Si contano 9 precedenti tra Italia e Bulgaria. Le vittorie azzurre sono 4, l'ultima nel 2009 quando entrambe le squadre erano inserite nel girone di qualificazione al Mondiale 2010. Quel match finì 2-0 per gli azzurri con reti di Grosso e Iaquinta, e si giocò a Torino. La Bulgaria d'altro canto ha vinto 2 match contro gli azzurri, l'ultimo in amichevole nel '91 (2-1 con reti di Kostadinov, Stoichkov e Giannini) mentre in competizione ufficiali ha vinto 3-2 alle qualificazione per l'Europeo del 1968. L'ultimo precedente è un pareggio, nel settembre del 2012, con il risultato di 2-2 (Manolev, Milanov, doppietta di Osvaldo).

Partite giocate 9
Vittorie Italia 4
Vittorie Bulgaria 2
Pareggi 3
Gol segnati 24 (10 per la Bulgaria e 14 per l'Italia)


----------



## prebozzio (4 Settembre 2013)

Leggo di Candreva-Gilardino-Giaccherini come trio d'attacco... mi sembra assurdo rinunciare a questo ElSha in una partita così importante.
Per Poli è solo questione di tempo.


----------



## Z A Z A' (4 Settembre 2013)

prebozzio ha scritto:


> Leggo di Candreva-Gilardino-Giaccherini come trio d'attacco... mi sembra assurdo rinunciare a questo ElSha in una partita così importante.
> Per Poli è solo questione di tempo.



D'altronde se l'allenatore del club gli preferisce uno zombie brasiliano ed un velino...
Concordo su Poli.


----------



## Fabriman94 (4 Settembre 2013)

DannySa ha scritto:


> Non so voi ma mi pare incredibile che non ci sia Poli ma ci siano Motta e Florenzi.

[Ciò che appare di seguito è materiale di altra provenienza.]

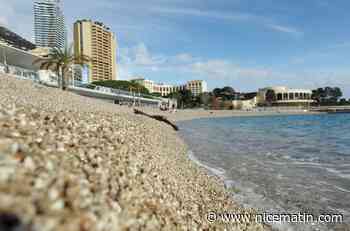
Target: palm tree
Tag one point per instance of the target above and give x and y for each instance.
(60, 61)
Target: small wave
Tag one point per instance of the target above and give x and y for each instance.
(216, 171)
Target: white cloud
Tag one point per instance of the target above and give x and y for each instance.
(140, 58)
(285, 29)
(232, 16)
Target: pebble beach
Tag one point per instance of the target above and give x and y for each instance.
(68, 162)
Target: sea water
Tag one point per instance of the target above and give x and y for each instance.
(279, 164)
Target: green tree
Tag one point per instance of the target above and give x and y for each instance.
(327, 95)
(60, 61)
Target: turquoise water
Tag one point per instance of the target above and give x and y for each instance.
(279, 163)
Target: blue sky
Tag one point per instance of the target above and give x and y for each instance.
(245, 44)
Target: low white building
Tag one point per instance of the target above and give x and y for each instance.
(195, 86)
(284, 96)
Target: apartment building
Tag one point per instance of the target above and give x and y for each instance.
(49, 25)
(96, 41)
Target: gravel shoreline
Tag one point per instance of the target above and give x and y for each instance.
(73, 163)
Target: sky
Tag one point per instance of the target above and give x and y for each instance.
(246, 44)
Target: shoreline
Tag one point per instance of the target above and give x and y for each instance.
(192, 114)
(74, 163)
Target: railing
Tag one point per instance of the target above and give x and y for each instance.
(113, 90)
(21, 73)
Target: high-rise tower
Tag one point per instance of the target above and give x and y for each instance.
(96, 41)
(49, 26)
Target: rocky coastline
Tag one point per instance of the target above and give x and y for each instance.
(69, 162)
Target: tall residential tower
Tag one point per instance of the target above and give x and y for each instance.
(96, 41)
(49, 26)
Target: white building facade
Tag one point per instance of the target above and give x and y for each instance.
(49, 24)
(195, 86)
(286, 96)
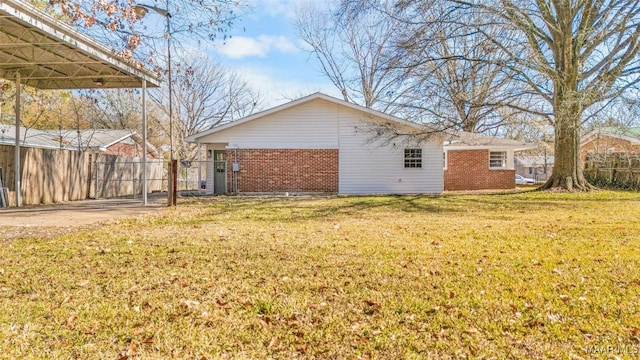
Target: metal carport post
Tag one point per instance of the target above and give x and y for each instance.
(40, 51)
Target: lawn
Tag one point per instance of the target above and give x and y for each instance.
(526, 276)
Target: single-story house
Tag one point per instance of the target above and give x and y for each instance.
(610, 140)
(103, 141)
(538, 167)
(319, 144)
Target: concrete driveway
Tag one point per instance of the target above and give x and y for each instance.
(79, 212)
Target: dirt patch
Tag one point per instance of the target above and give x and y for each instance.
(66, 215)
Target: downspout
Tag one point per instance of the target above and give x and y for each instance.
(17, 170)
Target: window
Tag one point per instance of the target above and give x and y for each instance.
(497, 159)
(412, 158)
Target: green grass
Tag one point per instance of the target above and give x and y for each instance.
(529, 275)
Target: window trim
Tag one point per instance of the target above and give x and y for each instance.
(503, 159)
(412, 162)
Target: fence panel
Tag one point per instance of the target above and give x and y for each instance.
(617, 170)
(118, 176)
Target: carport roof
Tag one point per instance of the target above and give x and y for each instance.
(49, 54)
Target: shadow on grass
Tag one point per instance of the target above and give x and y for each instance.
(297, 208)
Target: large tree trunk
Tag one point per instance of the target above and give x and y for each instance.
(567, 169)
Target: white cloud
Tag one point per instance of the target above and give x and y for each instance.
(277, 90)
(277, 8)
(241, 46)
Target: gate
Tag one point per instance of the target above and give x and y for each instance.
(117, 176)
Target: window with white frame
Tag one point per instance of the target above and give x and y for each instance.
(497, 159)
(412, 158)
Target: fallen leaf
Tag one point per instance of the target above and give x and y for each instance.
(190, 304)
(71, 320)
(132, 349)
(302, 348)
(372, 303)
(275, 341)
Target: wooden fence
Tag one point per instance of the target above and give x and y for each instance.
(50, 176)
(617, 170)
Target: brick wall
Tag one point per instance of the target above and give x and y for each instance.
(284, 170)
(469, 170)
(604, 144)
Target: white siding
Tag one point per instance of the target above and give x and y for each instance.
(369, 166)
(311, 125)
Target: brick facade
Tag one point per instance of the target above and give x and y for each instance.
(469, 170)
(284, 170)
(124, 149)
(605, 144)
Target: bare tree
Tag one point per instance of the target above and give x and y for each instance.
(576, 56)
(205, 94)
(350, 44)
(116, 23)
(452, 89)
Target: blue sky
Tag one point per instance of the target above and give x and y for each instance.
(265, 50)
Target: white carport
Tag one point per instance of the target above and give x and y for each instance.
(40, 51)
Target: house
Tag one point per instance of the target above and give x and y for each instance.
(538, 167)
(319, 144)
(65, 165)
(610, 140)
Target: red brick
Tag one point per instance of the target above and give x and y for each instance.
(469, 170)
(284, 170)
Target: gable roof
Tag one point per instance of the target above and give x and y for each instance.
(466, 140)
(631, 134)
(52, 55)
(298, 102)
(452, 139)
(534, 160)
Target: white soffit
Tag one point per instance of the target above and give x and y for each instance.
(49, 54)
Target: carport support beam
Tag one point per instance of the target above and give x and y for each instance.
(144, 142)
(17, 171)
(199, 168)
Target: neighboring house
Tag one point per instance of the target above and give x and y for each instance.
(538, 167)
(70, 165)
(104, 141)
(322, 144)
(610, 140)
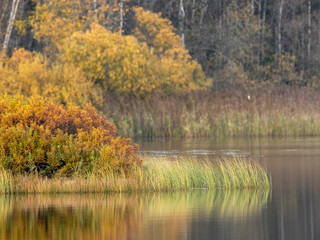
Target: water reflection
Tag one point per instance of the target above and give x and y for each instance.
(123, 216)
(290, 211)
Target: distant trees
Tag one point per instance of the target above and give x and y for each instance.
(82, 53)
(237, 43)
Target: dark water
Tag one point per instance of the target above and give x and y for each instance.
(291, 210)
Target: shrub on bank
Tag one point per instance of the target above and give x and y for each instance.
(39, 136)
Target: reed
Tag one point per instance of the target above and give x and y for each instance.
(272, 111)
(156, 174)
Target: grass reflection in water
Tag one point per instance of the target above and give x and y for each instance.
(121, 216)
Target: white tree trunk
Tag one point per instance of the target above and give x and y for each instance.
(280, 38)
(95, 10)
(203, 10)
(181, 21)
(13, 13)
(193, 11)
(121, 16)
(252, 7)
(309, 32)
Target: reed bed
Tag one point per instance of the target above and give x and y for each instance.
(156, 174)
(272, 111)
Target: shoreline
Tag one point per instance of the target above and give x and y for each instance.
(156, 175)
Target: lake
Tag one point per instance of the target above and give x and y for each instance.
(290, 210)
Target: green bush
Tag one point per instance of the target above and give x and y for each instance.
(37, 136)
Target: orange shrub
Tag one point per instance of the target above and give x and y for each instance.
(39, 136)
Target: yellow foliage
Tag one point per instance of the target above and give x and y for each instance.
(23, 73)
(118, 63)
(157, 32)
(54, 20)
(27, 73)
(178, 71)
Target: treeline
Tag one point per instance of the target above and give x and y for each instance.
(238, 43)
(76, 50)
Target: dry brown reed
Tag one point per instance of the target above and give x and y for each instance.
(272, 111)
(157, 174)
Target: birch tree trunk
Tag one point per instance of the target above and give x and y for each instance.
(95, 10)
(309, 34)
(203, 10)
(13, 13)
(280, 40)
(181, 21)
(121, 16)
(252, 7)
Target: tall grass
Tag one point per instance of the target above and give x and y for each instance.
(157, 174)
(270, 111)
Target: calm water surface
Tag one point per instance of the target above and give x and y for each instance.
(290, 210)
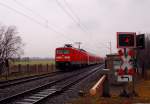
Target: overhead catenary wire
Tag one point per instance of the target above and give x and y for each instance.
(32, 19)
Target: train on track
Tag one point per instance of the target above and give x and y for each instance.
(68, 57)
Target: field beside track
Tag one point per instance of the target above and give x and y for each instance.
(33, 62)
(142, 88)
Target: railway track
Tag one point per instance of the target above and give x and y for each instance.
(38, 94)
(4, 84)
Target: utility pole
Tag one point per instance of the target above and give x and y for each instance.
(79, 43)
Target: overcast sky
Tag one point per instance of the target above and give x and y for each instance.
(47, 24)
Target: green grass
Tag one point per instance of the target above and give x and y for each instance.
(43, 62)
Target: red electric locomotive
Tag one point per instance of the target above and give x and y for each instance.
(68, 56)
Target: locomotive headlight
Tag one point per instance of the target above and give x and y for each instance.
(58, 57)
(67, 57)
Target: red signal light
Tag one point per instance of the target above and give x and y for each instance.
(120, 72)
(131, 53)
(126, 39)
(120, 52)
(131, 71)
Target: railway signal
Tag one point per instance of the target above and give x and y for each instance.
(140, 41)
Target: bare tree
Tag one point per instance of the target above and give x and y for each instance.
(10, 45)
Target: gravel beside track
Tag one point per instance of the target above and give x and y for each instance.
(8, 83)
(19, 88)
(73, 92)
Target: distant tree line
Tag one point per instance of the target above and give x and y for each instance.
(10, 46)
(143, 56)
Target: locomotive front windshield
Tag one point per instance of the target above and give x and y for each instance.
(62, 51)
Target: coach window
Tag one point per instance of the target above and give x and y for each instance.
(66, 51)
(59, 52)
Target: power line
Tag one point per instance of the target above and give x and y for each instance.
(30, 18)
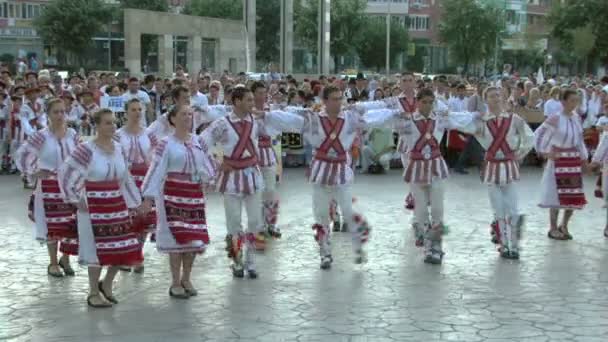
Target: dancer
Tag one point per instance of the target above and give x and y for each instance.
(331, 134)
(600, 160)
(559, 139)
(138, 146)
(506, 138)
(268, 165)
(40, 157)
(96, 179)
(180, 168)
(240, 179)
(426, 170)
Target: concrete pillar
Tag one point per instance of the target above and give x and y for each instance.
(286, 36)
(165, 54)
(250, 17)
(195, 55)
(133, 51)
(324, 35)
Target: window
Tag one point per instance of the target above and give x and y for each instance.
(419, 23)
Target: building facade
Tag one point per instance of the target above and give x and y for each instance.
(421, 18)
(18, 37)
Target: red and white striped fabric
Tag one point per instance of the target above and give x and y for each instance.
(60, 216)
(425, 161)
(115, 241)
(569, 179)
(145, 223)
(501, 166)
(330, 161)
(241, 168)
(185, 209)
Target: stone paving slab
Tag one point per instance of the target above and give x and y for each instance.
(558, 291)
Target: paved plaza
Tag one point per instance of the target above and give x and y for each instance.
(558, 291)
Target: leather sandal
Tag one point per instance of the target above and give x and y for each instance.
(111, 299)
(67, 268)
(56, 274)
(97, 306)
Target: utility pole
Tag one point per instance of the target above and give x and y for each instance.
(388, 40)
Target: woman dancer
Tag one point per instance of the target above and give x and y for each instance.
(138, 146)
(40, 157)
(180, 168)
(96, 179)
(560, 140)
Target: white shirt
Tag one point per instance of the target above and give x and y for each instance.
(457, 104)
(552, 107)
(144, 98)
(199, 100)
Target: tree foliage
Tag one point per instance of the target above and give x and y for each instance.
(372, 48)
(70, 25)
(470, 30)
(347, 17)
(575, 20)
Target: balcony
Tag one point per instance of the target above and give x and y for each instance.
(383, 7)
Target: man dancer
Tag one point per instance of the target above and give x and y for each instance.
(268, 164)
(506, 138)
(426, 170)
(560, 140)
(331, 134)
(240, 179)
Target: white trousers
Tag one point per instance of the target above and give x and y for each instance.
(503, 199)
(367, 159)
(426, 195)
(321, 198)
(233, 205)
(270, 199)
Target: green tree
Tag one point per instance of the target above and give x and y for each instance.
(372, 49)
(470, 30)
(71, 24)
(347, 20)
(574, 21)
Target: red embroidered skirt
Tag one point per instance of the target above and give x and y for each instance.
(568, 178)
(146, 223)
(185, 209)
(115, 241)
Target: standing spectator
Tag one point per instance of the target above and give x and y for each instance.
(134, 91)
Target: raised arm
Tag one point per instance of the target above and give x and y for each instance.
(128, 186)
(544, 135)
(155, 178)
(526, 137)
(26, 159)
(73, 174)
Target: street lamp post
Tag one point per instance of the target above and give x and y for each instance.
(388, 40)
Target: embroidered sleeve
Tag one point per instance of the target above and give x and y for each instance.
(283, 121)
(544, 134)
(387, 103)
(128, 186)
(73, 174)
(25, 123)
(378, 118)
(26, 158)
(526, 136)
(215, 133)
(601, 153)
(154, 180)
(465, 122)
(209, 166)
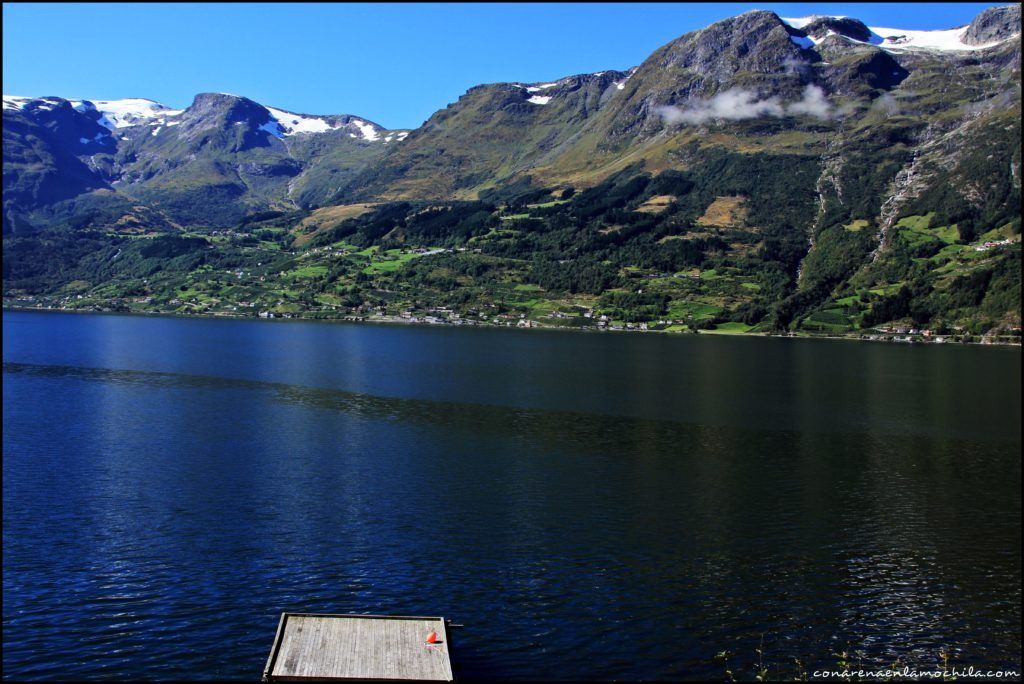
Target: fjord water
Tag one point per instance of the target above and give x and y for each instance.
(588, 506)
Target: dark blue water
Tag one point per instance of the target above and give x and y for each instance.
(588, 506)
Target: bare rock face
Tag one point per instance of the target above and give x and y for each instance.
(854, 29)
(993, 25)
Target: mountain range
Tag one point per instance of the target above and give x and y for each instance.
(818, 156)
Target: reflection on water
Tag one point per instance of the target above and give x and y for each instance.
(592, 506)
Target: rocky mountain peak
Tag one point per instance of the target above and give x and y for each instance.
(820, 27)
(993, 25)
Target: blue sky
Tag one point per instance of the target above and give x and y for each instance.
(393, 63)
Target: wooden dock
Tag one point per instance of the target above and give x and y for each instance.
(326, 647)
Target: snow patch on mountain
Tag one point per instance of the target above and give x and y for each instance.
(116, 114)
(15, 101)
(369, 130)
(292, 124)
(892, 39)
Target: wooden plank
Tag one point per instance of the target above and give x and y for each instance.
(327, 646)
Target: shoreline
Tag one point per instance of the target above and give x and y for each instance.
(398, 321)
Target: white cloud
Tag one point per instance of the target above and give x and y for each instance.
(738, 103)
(731, 104)
(813, 103)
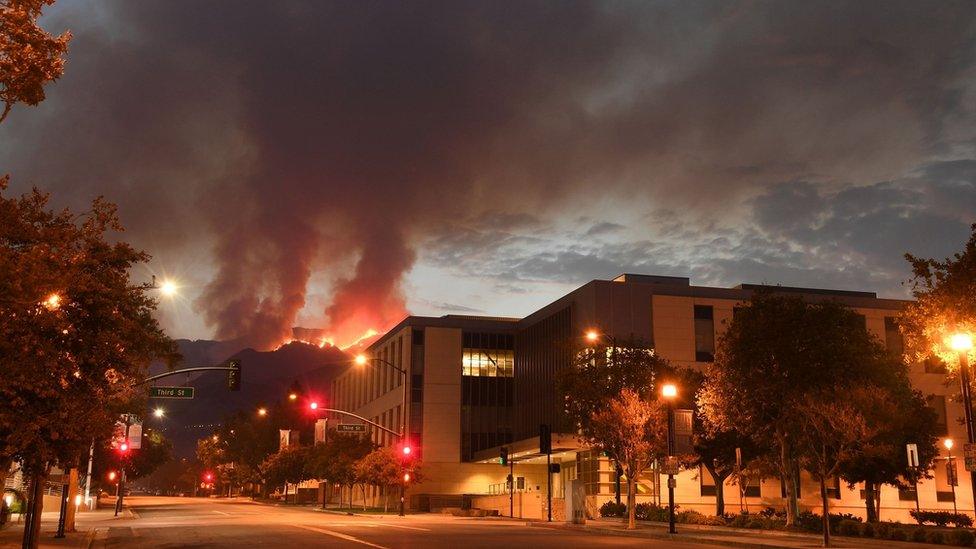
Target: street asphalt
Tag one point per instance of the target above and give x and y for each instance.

Florenzi se lo merita, Motta sono 2 anni che fa pena, ma non so cosa stia facendo in francia per meritarsi la convocazione. Era meglio convocare El Shaarawy visto che al Milan troverà meno spazio rispetto alla scorsa annata. Poli sarà sicuramente tra i convocati al mondiale.


----------



## Frikez (4 Settembre 2013)

Motta mi sta sulle palle però in questo momento in Francia ha sbattuto in panchina Verratti quindi significa che è in forma ahimé.


----------



## Lollo interista (5 Settembre 2013)

Ma Poli non varrà mai neanche lo scarpino dx di Motta,ma di che parliamo?


----------



## Fabry_cekko (5 Settembre 2013)

fondamentale


----------



## Superdinho80 (5 Settembre 2013)

speriamo che faccia giocare el shaarawy, io capisco che da noi possa avere difficoltà a giocare col 4-3-1-2 con kaka e robinho balotelli che sono uomini più adatti per quel modulo, ma in nazionale non capisco le scelte di prandelli, non farlo giocare per mettere gente come giaccherini o candreva in avanti mi pare davvero ridicolo e senza senso, visto che sono dei centrocampisti adattati a quel ruolo


----------



## juventino (5 Settembre 2013)

Gioca ancora Pippardino


----------



## Fabriman94 (5 Settembre 2013)

juventino ha scritto:


> Gioca ancora Pippardino


Se al Mondiale Prandelli lo preferisce a Giuseppe Rossi, vado a Coverciano a staccargli la testa.


----------



## juventino (5 Settembre 2013)

Fabriman94 ha scritto:


> Se al Mondiale Prandelli lo preferisce a Giuseppe Rossi, vado a Coverciano a staccargli la testa.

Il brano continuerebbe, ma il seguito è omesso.